Simulation fails because in some places int
is used, but a Jacobian is 1017072 in size, which will not fit in 32-bit.
comment:33 by , 4 years ago
Anyway, if we fix allocation of the matrix... It still takes forever to do anything with it because the matrix is traversed in the wrong order for most operations.
comment:34 by , 4 years ago
OK, I'll try to summarize relevant facts I understood so far:
ulimit -s 65500
helps avoiding stack overflows- setting
GC_INITIAL_HEAP_SIZE=80000000000
(or to any other large value that is less than the amount of available RAM) pre-allocates a large heap size thus reducing fragmentation - somewhere (@sjoelund.se, could you be more specific?) dense jacobian(s) are generated, which take a huge amount of memory, and also a huge amount of time to be traversed, because they appear to be traversed in the wrong order (column first instead of row first, or the other way round).
It may just be the case that we are running in a lot of trouble simply because of humongous dense jacobians which shouldn't be generated in the first place.

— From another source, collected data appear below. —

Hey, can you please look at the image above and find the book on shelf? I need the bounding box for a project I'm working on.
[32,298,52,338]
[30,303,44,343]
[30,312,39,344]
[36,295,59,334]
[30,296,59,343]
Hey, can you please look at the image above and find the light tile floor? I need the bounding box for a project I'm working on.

In that case, we should fix the root cause, i.e. avoid generating those dense jacobians in the first place, rather than forcing GC to behave.
Also the wrong order traversing could be not a big deal for smaller jacobians, so fixing it may be not that important, though it would be of course nice.
comment:35 by , 4 years ago
comment:36 by , 4 years ago
Milestone: | 1.17.0 → 1.18.0 |
---|
Retargeted to 1.18.0 because of 1.17.0 timed release.
@sjoelund.se pointed to https://github.com/ivmai/bdwgc/issues/334
It's not clear to me what kind of actions should we take.